We’re all haunted by our past – for better or worse. Not just our own past, but the past of our parents and ancestors. In our fast moving culture, we’re haunted by the traditions we shed as we try to fit into modern life.
In the graphic novel, Just So Happens by Fumio Obata, a young Japanese woman who has settled in London, is doing her best not to look back, to develop her own world and personality. But an exquisite ghost is dancing through her life, a masked Noh performer, forcing her to reconnect with her past.
In London, Yumiko has a good job and a good fiancé. Then she receives news that her father has died and she has to go back to Japan.
Plunged into the rituals of death and the structure of Japanese life, she finds herself oddly removed and unemotional about her father’s death. She’s sarcastic and annoyed by the commercialization of the funeral rituals.
Her ghost leans in on her, pushing against Yumiko’s façade. And she pushes back. In the tussle, she finds new strength, a way to grieve, and a way to bring the spirits of her past into her life without losing her hard won identity.
I’ve read this book twice, marveling at the lovely illustrations, and the intimate storytelling. In its subtly, it makes a forceful statement about how identity is constantly shifting around our own image of ourselves, the expectations we’re trying to live up to, and the demands of our heritage. We shift between the dream world, the real world, and what we perceive as our history.

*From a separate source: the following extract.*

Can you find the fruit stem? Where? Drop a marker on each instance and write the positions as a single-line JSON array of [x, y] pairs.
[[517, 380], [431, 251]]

The metaphor of the Noh dancer speaks on many levels, and though she’s a symbol of a particular aspect of Japanese society, she speaks to all of us as we perform our own dance of balance.

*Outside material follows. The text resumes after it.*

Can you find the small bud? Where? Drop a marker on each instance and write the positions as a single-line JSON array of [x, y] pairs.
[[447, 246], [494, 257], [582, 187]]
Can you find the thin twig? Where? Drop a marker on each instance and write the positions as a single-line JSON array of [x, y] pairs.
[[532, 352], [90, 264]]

Fumio Obata was born in Tokyo and moved to England in 1991. He studied illustration at the Glasgow school of art and the Royal College of Art in London. He’s worked in animation, comic books and illustration. He has a great website that showcases his full range of intriguing artwork, and a blog, which I just discovered and started following. It includes his personal and informative coverage of the triple disaster that struck Japan in 2011: Quake News From Elsewhere: Life After the Tsunami.”
Just So Happens is beautifully bound by Abrams Comicarts. A good comfortable book to hold and read, the muted colors of the illustration give it an autumnal feeling. I found the rich visual storytelling most illuminating in pondering mortality during this season when I watch leaves fall, celebrate Halloween and the Day of the Dead, and remember my lost loved ones.
“An old relative told us at the end of it…’You see how ephemeral life can be? So make the most of it while you can…’ I knew someone was going to say that to us. People always try to finish it off with a cliché like that. To give you a reason for the things you do. And we are changing all the time. So are our ambitions, desires and purposes…The important thing is to find something that never changes in you.” — Fumio Obata
I found a bit of that something in this book. I hope you do, too.